"
* Inis-gueith, or Gueith.
6. It is fertilized by several rivers, which traverse it in all
directions, to the east and west, to the south and north; but there
are two pre-eminently distinguished among the rest, the Thames and the
Severn, which formerly, like the two arms of Britain, bore the ships
employed in the conveyance of riches acquired by commerce. The Britons
were once very populous, and exercised extensive dominion from sea to
sea.
10.* Respecting the period when this island became inhabited
subsequently to the flood, I have seen two distinct relations.

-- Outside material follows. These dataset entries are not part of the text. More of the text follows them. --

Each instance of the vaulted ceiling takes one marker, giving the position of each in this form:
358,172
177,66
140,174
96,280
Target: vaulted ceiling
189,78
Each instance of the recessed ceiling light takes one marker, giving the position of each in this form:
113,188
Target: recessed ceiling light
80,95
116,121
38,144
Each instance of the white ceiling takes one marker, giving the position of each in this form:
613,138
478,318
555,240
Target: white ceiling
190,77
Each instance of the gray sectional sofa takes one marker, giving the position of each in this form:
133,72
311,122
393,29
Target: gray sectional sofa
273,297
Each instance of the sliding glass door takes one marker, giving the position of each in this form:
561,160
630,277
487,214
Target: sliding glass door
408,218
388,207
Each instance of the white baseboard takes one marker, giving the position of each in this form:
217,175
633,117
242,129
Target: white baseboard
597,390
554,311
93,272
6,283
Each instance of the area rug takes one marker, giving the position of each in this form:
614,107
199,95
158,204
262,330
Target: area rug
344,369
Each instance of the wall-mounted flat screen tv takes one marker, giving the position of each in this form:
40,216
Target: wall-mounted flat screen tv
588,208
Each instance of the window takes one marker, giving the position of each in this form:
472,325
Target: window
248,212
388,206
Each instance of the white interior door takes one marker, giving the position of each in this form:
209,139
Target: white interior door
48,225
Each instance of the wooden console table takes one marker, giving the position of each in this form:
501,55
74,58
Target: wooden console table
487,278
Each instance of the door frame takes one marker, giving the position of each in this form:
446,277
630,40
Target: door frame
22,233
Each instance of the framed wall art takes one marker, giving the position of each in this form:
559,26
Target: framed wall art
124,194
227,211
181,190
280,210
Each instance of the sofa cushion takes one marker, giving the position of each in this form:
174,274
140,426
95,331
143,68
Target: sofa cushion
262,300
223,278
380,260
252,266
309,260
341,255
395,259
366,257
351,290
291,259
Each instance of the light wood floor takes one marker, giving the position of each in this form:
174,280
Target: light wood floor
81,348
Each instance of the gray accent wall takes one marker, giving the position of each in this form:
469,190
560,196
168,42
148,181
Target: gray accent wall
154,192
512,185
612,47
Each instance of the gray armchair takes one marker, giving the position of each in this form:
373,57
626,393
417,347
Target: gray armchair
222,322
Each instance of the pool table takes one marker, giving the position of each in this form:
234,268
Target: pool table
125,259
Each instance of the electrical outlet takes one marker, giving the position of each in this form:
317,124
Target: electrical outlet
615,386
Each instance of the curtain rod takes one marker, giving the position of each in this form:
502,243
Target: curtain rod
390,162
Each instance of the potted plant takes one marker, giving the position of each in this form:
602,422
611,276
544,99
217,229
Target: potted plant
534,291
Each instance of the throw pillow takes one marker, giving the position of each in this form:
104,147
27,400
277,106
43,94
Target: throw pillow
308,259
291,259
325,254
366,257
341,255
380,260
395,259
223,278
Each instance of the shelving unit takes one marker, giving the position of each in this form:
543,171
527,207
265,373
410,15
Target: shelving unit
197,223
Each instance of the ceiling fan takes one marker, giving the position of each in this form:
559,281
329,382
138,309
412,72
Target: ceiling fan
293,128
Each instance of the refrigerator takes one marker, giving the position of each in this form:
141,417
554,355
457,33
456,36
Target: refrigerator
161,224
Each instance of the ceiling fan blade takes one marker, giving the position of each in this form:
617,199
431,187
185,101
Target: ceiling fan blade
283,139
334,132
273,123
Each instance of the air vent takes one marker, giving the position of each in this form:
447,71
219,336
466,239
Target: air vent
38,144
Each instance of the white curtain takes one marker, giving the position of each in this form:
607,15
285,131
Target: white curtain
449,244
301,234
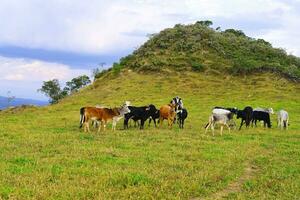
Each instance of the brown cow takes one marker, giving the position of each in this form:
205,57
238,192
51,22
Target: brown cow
167,112
103,115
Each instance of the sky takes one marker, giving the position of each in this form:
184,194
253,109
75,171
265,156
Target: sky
42,40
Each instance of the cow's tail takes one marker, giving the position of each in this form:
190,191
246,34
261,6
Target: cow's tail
206,125
210,120
82,117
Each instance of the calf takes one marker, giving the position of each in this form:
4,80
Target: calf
221,119
233,110
178,103
139,113
154,118
246,115
181,115
283,119
167,112
268,110
261,116
103,115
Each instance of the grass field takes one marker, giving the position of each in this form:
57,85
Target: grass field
44,155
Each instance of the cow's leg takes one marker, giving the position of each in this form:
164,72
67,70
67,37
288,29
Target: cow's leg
99,127
170,122
228,127
241,124
114,124
221,129
154,121
84,127
125,125
207,127
142,124
87,126
104,125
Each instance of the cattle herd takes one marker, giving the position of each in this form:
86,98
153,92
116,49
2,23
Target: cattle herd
174,111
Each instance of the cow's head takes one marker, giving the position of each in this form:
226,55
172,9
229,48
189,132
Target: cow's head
177,101
270,110
124,108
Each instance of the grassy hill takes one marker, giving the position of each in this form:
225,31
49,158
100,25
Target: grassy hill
198,47
45,156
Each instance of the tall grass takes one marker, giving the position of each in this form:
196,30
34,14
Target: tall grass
45,156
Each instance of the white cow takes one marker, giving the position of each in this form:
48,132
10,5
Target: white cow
283,119
221,119
268,110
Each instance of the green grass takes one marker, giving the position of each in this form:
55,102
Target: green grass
44,155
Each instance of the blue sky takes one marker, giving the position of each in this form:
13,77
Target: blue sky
42,40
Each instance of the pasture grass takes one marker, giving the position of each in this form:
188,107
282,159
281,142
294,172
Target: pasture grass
44,155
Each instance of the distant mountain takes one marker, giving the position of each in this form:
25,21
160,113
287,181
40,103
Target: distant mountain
199,47
20,101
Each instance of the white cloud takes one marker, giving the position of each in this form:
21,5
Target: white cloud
34,70
98,26
23,76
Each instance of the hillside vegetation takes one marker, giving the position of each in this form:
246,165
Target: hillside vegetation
45,156
201,48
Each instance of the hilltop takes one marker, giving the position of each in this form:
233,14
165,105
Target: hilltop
198,47
44,155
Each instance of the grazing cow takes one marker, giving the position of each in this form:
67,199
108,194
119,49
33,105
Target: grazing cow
221,119
182,115
177,101
139,113
268,110
167,112
233,110
283,119
261,116
246,115
103,115
154,118
222,110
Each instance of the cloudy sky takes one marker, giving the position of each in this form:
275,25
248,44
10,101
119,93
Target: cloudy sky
41,40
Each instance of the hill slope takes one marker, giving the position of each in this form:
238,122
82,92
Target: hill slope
45,155
199,47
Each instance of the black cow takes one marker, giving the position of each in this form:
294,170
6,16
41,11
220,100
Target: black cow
154,118
246,115
261,116
182,115
139,113
177,101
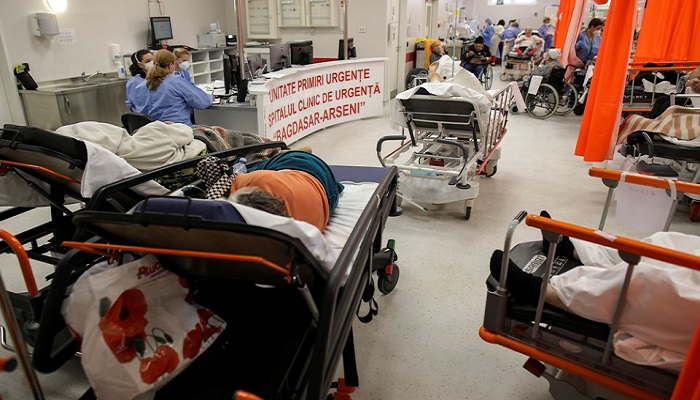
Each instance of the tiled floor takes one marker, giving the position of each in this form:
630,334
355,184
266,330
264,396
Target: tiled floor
424,343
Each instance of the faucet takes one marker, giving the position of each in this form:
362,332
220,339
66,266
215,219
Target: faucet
86,78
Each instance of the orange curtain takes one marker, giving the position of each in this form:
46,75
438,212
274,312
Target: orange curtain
566,10
669,31
598,131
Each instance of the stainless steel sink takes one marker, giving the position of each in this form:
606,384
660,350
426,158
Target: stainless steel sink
78,84
67,101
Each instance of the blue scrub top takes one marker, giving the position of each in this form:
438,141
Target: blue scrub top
586,49
510,33
548,40
487,34
133,100
174,100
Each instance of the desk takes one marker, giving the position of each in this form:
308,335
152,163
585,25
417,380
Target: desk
296,102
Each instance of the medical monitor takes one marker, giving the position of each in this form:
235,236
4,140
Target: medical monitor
351,49
301,52
160,29
279,57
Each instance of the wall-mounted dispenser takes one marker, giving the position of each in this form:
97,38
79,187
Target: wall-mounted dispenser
44,24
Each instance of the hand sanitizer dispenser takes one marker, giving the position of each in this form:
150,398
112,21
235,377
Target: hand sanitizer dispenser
44,24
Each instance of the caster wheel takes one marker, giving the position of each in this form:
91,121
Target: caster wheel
491,171
695,211
387,283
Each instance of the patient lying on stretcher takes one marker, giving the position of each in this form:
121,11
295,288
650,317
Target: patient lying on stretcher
294,183
663,303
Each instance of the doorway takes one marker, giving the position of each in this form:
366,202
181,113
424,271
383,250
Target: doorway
394,48
429,24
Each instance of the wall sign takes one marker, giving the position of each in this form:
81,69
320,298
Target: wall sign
313,99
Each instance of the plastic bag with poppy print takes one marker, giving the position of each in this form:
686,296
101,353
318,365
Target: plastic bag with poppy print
137,327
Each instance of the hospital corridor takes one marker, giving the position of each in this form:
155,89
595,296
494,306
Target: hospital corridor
349,199
424,343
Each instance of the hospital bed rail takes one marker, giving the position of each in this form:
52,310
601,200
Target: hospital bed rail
574,352
640,101
335,294
675,189
449,142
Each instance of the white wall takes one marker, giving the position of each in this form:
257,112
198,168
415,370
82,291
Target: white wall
97,24
371,14
527,15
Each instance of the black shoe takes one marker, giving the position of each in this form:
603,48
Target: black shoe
565,248
522,286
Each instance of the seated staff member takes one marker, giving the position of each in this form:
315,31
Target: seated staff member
168,97
296,184
182,62
141,62
476,57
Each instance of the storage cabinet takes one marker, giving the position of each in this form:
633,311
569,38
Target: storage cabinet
207,65
50,108
261,20
307,13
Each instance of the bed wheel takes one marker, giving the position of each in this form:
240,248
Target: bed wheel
695,211
387,283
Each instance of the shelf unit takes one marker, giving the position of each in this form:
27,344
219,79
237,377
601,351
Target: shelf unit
307,13
207,65
261,20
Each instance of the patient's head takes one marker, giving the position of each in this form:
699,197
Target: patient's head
257,198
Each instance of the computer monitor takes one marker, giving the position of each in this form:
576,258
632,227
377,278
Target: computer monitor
228,75
351,49
301,52
256,65
279,57
161,29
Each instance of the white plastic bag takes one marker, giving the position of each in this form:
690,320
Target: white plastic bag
138,330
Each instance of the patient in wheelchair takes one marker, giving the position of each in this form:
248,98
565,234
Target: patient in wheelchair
663,302
549,62
295,184
476,57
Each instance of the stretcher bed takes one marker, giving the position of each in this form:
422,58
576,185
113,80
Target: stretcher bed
289,311
451,142
573,353
675,189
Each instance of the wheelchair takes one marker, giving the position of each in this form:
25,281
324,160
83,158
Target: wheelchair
553,96
518,66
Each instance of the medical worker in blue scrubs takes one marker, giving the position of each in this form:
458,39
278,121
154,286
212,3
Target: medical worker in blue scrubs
182,62
169,97
141,62
588,41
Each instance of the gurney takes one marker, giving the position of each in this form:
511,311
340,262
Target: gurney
675,189
294,311
451,142
573,353
41,169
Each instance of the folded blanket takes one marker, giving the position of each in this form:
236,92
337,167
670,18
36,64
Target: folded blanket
151,147
679,122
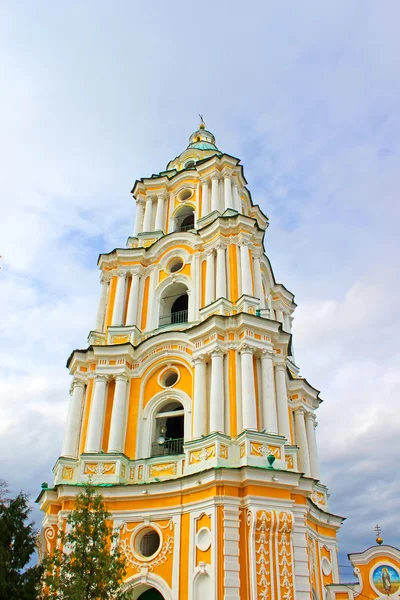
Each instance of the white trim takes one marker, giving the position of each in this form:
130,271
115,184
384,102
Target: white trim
147,419
138,584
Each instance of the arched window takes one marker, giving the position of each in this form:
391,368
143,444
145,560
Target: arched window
168,430
184,219
174,304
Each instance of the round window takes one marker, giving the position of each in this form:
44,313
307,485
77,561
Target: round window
147,542
175,265
185,195
169,378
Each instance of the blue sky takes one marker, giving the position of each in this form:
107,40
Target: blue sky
95,95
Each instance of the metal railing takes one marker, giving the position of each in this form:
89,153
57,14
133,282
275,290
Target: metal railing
186,227
180,316
169,448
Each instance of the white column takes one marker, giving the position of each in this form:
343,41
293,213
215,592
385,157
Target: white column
148,214
214,193
258,291
303,458
131,316
99,326
247,284
217,399
279,315
119,300
96,417
71,439
311,425
139,217
210,277
249,409
286,322
236,199
116,442
221,273
200,404
151,313
281,401
205,200
196,286
271,310
228,200
268,392
160,213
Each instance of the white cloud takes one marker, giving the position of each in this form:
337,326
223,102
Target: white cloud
307,97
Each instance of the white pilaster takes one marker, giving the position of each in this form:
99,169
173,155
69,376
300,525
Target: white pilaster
221,272
270,423
301,558
96,417
214,193
160,212
119,300
148,214
279,315
228,201
286,322
195,266
249,409
200,404
311,425
139,217
236,199
281,400
205,202
131,316
99,326
210,277
151,313
71,439
303,458
258,291
217,397
247,284
231,553
116,441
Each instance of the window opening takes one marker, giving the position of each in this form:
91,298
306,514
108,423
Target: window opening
148,542
170,430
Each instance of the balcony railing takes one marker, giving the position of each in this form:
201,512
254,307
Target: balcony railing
178,317
186,227
169,448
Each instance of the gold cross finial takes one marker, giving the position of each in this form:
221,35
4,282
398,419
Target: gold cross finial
202,124
378,530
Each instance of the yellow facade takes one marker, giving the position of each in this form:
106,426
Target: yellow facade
188,403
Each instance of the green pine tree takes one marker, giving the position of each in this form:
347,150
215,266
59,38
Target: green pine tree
87,564
17,544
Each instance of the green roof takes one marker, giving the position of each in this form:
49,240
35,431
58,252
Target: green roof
203,146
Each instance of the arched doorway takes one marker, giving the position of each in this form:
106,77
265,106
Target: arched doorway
151,594
169,430
174,305
184,219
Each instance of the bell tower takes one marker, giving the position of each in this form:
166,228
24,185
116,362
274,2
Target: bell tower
187,407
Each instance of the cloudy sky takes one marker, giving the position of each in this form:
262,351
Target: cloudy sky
97,94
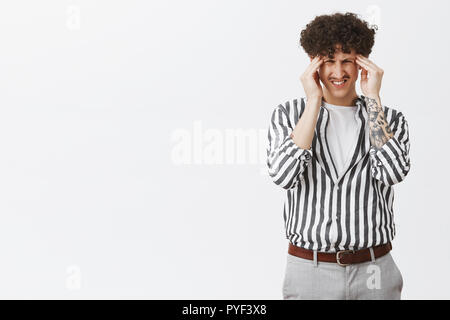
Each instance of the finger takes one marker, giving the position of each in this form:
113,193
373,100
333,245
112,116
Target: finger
315,64
363,75
366,66
367,61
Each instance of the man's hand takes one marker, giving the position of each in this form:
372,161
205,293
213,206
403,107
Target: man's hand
371,76
379,131
310,79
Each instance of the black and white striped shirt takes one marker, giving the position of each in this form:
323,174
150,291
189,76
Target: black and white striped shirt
326,212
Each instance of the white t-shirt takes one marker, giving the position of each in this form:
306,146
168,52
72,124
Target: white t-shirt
342,134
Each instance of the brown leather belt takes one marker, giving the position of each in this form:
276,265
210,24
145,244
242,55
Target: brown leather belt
344,257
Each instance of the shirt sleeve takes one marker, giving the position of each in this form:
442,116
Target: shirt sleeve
391,163
286,161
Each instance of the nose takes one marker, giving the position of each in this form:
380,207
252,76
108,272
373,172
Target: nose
338,71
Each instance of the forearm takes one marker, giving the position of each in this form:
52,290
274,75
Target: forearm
303,132
379,131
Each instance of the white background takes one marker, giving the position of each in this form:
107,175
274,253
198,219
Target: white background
93,94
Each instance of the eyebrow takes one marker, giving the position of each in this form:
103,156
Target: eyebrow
341,59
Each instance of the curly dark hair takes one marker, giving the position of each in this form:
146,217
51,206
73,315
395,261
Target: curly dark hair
322,34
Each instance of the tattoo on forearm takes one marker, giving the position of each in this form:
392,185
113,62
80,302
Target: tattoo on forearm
379,128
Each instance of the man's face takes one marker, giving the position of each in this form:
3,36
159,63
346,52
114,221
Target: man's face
342,67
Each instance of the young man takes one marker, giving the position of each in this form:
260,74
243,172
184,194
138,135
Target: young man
338,155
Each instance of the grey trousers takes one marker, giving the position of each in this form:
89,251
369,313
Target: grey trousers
312,280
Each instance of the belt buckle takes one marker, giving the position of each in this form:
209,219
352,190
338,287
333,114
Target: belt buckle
338,257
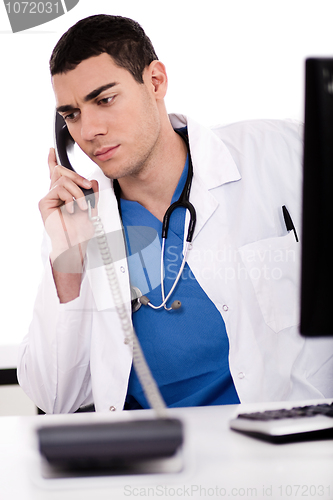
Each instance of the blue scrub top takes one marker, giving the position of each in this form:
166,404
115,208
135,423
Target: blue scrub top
186,349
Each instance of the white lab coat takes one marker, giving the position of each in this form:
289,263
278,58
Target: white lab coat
242,256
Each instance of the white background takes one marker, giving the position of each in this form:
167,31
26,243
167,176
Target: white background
227,60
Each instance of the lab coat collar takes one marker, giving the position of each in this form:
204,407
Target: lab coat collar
211,159
213,166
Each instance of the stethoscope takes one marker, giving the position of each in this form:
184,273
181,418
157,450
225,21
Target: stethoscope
183,201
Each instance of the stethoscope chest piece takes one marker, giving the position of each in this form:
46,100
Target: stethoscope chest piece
135,296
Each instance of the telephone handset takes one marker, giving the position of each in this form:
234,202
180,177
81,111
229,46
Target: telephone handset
64,143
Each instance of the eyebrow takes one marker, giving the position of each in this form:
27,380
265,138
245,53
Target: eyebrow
89,97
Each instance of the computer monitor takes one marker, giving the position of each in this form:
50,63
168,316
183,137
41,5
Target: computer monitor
317,240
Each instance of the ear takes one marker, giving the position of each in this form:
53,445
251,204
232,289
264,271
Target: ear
157,79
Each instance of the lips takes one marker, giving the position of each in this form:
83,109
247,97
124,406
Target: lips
106,153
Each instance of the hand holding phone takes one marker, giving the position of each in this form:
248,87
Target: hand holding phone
65,215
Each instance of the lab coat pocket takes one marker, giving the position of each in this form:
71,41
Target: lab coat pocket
273,266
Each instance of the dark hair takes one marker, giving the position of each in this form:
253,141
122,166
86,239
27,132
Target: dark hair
122,38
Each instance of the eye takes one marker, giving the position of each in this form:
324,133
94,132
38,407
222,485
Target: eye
106,100
71,117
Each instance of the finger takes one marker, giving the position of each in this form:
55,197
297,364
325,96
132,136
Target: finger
75,193
52,161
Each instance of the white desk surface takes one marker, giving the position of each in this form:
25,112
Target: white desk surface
217,463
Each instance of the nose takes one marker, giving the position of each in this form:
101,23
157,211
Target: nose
92,124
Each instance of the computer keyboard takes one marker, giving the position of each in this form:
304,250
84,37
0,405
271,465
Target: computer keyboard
287,425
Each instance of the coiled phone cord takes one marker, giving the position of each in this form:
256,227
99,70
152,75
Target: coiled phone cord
142,369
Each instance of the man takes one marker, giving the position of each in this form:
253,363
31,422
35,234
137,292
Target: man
235,336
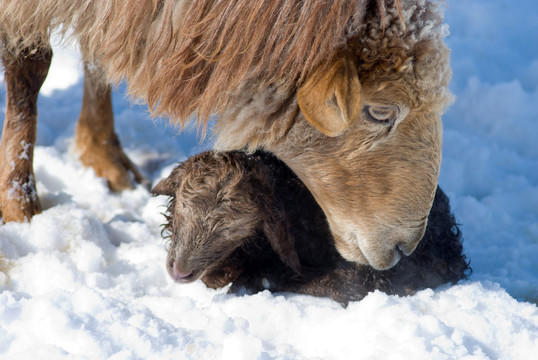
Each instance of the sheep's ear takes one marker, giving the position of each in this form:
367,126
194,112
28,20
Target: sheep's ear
276,230
330,98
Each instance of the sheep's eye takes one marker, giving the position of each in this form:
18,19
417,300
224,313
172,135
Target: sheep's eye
384,114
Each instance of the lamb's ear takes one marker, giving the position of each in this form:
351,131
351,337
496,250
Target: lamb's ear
169,185
330,97
276,229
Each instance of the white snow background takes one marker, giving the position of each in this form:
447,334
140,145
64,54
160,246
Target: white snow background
86,279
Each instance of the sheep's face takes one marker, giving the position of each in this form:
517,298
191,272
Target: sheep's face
211,213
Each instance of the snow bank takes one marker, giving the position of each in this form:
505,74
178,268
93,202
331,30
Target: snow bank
86,279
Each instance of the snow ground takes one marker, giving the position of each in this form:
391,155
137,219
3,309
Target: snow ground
86,279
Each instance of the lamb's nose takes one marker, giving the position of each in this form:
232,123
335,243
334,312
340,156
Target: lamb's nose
180,276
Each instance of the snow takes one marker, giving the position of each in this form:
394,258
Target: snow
86,279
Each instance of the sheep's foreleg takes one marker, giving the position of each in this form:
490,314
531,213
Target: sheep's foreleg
24,74
96,141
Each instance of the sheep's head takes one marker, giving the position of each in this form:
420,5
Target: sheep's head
363,131
219,201
370,148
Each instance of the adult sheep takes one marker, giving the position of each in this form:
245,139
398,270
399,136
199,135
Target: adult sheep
248,220
348,93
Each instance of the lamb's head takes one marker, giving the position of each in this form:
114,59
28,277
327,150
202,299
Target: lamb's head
218,202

According
to the annals of the Roman history, the Britons deduce their origin both
from the Greeks and Romans. On the side of the mother, from Lavinia, the
daughter of Latinus, king of Italy, and of the race of Silvanus, the son
of Inachus, the son of Dardanus; who was the son of Saturn, king of the
Greeks, and who, having possessed himself of a part of Asia, built the
city of Troy. Dardanus was the father of Troius, who was the father
of Priam and Anchises; Anchises was the father of Aeneas, who was the
father of Ascanius and Silvius; and this Silvius was the son of Aeneas
and Lavinia, the daughter of the king of Italy. From the sons of Aeneas
and Lavinia descended Romulus and Remus, who were the sons of the
holy queen Rhea, and the founders of Rome.